O pensamento marxiano oscilará constantemente entre aquela música e esta coreografia; entre uma história universal do capital e uma historia particular da luta de classes; entre uma filosofia da história e uma história do contingente. Não se trata de imaturidade, inconsistência ou inconclusividade. Essa oscilação é própria da complexidade do real, da diversidade do tempo do capital e da luta de classes. Teria sido mais fácil adotar uma única perspectiva e escolher entre a intelecção do universal ou a narrativa do particular. Mas o resultado dessa escolha, feita por muitos no século XX, tenderia a ser mais pobre do que aquele produzido pela sua recusa.
Era nessa recusa que se poderia fundar uma antropologia inspirada na obra de Marx. Afastar a tentação de uma saída fácil implicava, entretanto, em assumir um risco elevado. Não foram muitos os que enfrentaram esse risco, mas houve quem o fez.

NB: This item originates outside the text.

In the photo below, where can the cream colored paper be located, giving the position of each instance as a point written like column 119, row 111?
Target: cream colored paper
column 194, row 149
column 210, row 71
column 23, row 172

O livro de Maria Cecília Manzoli Turatti destaca de modo competente as dificuldades de se pensar uma antropologia marxiana e uma antropologia fundada na obra de Marx. A autora privilegiou o diálogo com os franceses e não deixou de destacar o profundo vínculo destes com o conhecimento antropológico produzido nesse país. Nessa escolha ficaram de fora pesquisadores simpáticos às idéias de Marx, os quais seguindo a trilha de Leslie White renovaram a antropologia nos Estados Unidos. Não espere pois o leitor ver os nomes de Elman Service, Eric Wolf ou Marshall Sahlins neste livro.
A opção da autora não é, entretanto, arbitrária e pode ser considerada plenamente justificável. Há muito de uspiano na escolha dos estudiosos investigados. Claude Levi-Strauss cravou seu nome no coração da antropologia produzida nessa casa e embora hoje não seja senão uma referência muito remota nunca deixou de ser reverenciado. A antropologia francesa não foi portanto escolhida pela autora. Ela se escolheu a si própria, se impôs como um objeto incontornável se o objetivo é acertar as contas com a própria formação.
E parece ter sido esse o objetivo da autora. Acertar as contas com um passado mitológico e discutir de modo sério e metódico outras possibilidades de pensar a antropologia que poderiam estar inscritas na obra de Marx. Como se sabe, essas possibilidades foram sumariamente deixadas de lado, na maior parte das vezes com toscos e desinformados argumentos. Prevaleceu o que não poderia nunca predominar na antropologia sem que esta perdesse sua própria razão de ser: o etnocentrismo disciplinar. Se combater esse etnocentrismo disciplinar fosse o único objetivo da autora só ele já valeria a leitura do livro.
(Prefácio ao livro de Maria Cecíllia Manzoli Turatti. Antropologia, Economia e Marxismo – uma visão crítica. São Paulo: Alameda, 2011.)